Perhaps naively, I wasn’t expecting a graphic sexual assault scene in the middle of The Apprentice, but given the subject, I shouldn’t have been surprised. It happens about halfway through the movie, when Ivana attempts to recapture the intimacy in her marriage to Donald, whose insecurities have fully curdled into repulsive misogyny. Ivana gives her husband a self-help book about intimacy, and he rejects her, explaining that he’s no longer attracted to her at all. They get into a heated argument that turns physical, and Donald violently sexually assaults his wife. That description may seem redundant, but given that scenes of sexual assault have become less frequent in movies and TV, and the ones we do see are relatively tame, it’s apt.

Like almost everything else in The Apprentice, this scene is based on an actual event. Sherman, the film’s screenwriter and a professional journalist, told Entertainment Weekly that he had the script vetted by his lawyers in the hopes of avoiding the wrath of the notoriously litigious former president. “I submitted an annotated draft of the script to our lawyers that was point-by-point articulating where the information came from, and how I dramatized the scenes,” Sherman said. “So it was rigorously supported by the research.” The scene is based on a sworn deposition Ivana Trump gave during her divorce from Donald Trump, in which she described her husband’s attack as a “violent assault.”

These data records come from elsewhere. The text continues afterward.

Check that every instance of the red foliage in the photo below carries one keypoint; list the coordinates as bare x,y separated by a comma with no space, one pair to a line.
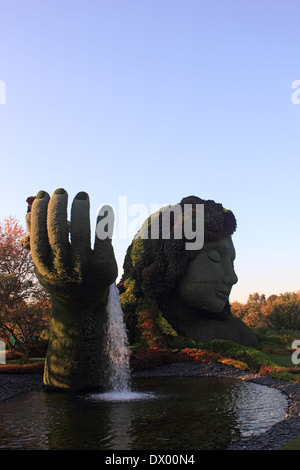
37,368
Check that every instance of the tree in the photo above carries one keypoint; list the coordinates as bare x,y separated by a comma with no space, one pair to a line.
283,311
24,304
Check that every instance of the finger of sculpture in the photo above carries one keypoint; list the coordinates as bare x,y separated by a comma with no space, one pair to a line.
39,242
80,230
58,230
103,250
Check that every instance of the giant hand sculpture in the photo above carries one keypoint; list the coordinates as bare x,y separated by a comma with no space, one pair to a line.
78,278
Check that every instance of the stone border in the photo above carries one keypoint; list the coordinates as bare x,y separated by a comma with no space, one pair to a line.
272,439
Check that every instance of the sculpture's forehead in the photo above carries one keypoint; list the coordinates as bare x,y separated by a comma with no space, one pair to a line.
223,246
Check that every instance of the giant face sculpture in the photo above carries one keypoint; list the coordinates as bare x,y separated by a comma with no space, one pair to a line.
210,276
189,289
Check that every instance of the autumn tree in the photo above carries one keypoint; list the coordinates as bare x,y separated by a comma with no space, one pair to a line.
24,305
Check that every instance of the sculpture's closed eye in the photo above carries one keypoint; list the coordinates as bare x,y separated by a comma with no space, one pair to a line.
214,256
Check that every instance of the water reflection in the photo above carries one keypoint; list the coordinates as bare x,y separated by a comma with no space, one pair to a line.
182,414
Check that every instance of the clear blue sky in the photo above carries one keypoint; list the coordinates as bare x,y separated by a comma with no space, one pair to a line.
157,100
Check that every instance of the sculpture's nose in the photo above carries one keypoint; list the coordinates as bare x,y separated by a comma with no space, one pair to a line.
230,277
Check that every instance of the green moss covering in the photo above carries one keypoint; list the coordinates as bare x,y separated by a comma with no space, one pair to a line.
78,278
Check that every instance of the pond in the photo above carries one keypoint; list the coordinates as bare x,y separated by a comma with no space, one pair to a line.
171,413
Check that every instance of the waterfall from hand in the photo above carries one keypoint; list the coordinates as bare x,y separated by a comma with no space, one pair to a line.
118,371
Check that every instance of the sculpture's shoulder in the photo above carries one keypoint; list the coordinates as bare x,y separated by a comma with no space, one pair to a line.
231,329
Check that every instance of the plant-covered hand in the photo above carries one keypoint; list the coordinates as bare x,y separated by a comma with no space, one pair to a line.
78,278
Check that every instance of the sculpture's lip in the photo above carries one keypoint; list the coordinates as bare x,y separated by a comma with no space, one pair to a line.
224,294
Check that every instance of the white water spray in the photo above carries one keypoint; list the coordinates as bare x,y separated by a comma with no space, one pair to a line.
116,348
116,355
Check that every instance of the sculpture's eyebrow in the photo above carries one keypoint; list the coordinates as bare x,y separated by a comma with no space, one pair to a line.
221,249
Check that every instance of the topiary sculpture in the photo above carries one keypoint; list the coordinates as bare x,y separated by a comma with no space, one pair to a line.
78,279
163,283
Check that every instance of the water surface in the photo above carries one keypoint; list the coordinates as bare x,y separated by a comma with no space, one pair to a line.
170,413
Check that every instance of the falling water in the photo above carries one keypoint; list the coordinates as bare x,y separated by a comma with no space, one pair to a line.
118,372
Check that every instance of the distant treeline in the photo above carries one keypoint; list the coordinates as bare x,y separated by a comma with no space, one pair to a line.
275,312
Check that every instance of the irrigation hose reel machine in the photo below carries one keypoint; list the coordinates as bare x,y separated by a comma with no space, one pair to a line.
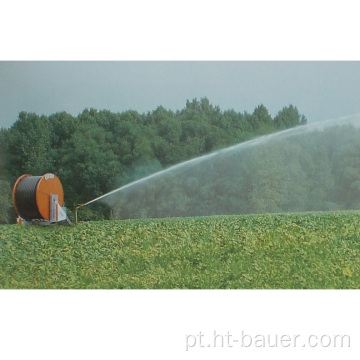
39,200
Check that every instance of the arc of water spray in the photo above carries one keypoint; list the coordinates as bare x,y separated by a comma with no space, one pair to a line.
255,141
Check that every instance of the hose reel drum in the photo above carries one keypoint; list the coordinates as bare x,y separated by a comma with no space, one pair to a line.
39,200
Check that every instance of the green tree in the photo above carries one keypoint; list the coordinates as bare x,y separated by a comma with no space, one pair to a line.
29,146
289,117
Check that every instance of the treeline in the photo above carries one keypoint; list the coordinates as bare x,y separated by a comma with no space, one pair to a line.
98,151
305,169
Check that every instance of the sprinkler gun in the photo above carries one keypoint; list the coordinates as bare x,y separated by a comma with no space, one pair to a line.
76,209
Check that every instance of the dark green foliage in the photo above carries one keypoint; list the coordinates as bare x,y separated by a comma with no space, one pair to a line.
98,151
297,251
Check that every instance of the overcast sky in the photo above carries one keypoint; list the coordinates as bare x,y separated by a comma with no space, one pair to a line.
320,90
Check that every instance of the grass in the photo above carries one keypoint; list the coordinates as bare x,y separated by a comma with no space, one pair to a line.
274,251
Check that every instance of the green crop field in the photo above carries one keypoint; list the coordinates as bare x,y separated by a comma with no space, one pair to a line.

Author Harry Hurt III covered the deposition and the alleged assault in his 1993 book The Lost Tycoon. In the lead up to its publishing date, Trump’s team released a conspicuous statement from the former Mrs. Trump in which she walked back her previous allegations:

“I wish to say that on one occasion during 1989, Mr Trump and I had marital relations in which he behaved very differently toward me than he had during our marriage. As a woman, I felt violated, as the love and tenderness which he normally exhibited toward me, was absent. I referred to this as a ‘rape,’ but I do not want my words to be interpreted in a literal or criminal sense.”

The Apprentice does interpret Ivana’s deposition in the literal sense, resulting in the most disturbing and controversial scene in the entire film (Roy Cohn’s collection of frogs notwithstanding).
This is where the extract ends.